Having a background in neuroscience research is helpful, but I would not characterize it as greatly helping a neurosurgery application. To the contrary, often, people with experience in neuroscience often equate their particular subsection of research to experience in neurosurgery as a whole. This, more often than not, is far from the truth.

While we do study neuroscience, and many neurosurgeons have basic or clinical science research (or both), there are many, many more non-neurosurgeon neuroscientists. Certainly, the techniques between these groups are similar. The focus and application of ideas often differ. Neurosurgery investigators are better poised to perform translational research with respect to devices and deliver mechanisms.

Research in any field will provide a leg-up provided you are productive and can discuss your project. Having a publication, or several, especially in high impact journals is important. Also, being able to explain your role within the project, both in a brief statement and in detail helps show you understand what you did and how you participated.
 
Having a background in neuroscience research is helpful, but I would not characterize it as greatly helping a neurosurgery application. To the contrary, often, people with experience in neuroscience often equate their particular subsection of research to experience in neurosurgery as a whole. This, more often than not, is far from the truth.

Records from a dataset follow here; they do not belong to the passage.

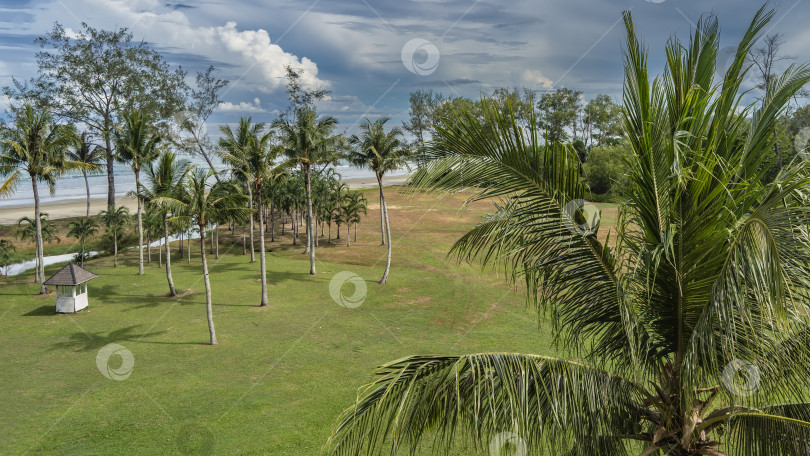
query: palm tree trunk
[377,184,385,245]
[82,169,90,218]
[136,169,143,275]
[377,177,391,284]
[104,132,115,210]
[247,186,256,263]
[200,225,217,345]
[31,174,48,294]
[304,164,318,275]
[163,214,177,296]
[270,201,276,242]
[256,189,269,307]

While we do study neuroscience, and many neurosurgeons have basic or clinical science research (or both), there are many, many more non-neurosurgeon neuroscientists. Certainly, the techniques between these groups are similar. The focus and application of ideas often differ. Neurosurgery investigators are better poised to perform translational research with respect to devices and deliver mechanisms.

Research in any field will provide a leg-up provided you are productive and can discuss your project. Having a publication, or several, especially in high impact journals is important. Also, being able to explain your role within the project, both in a brief statement and in detail helps show you understand what you did and how you participated.

Regarding the part of the quote in bold:

Would you characterize a lack of neuroscience research as "greatly hurting" an application?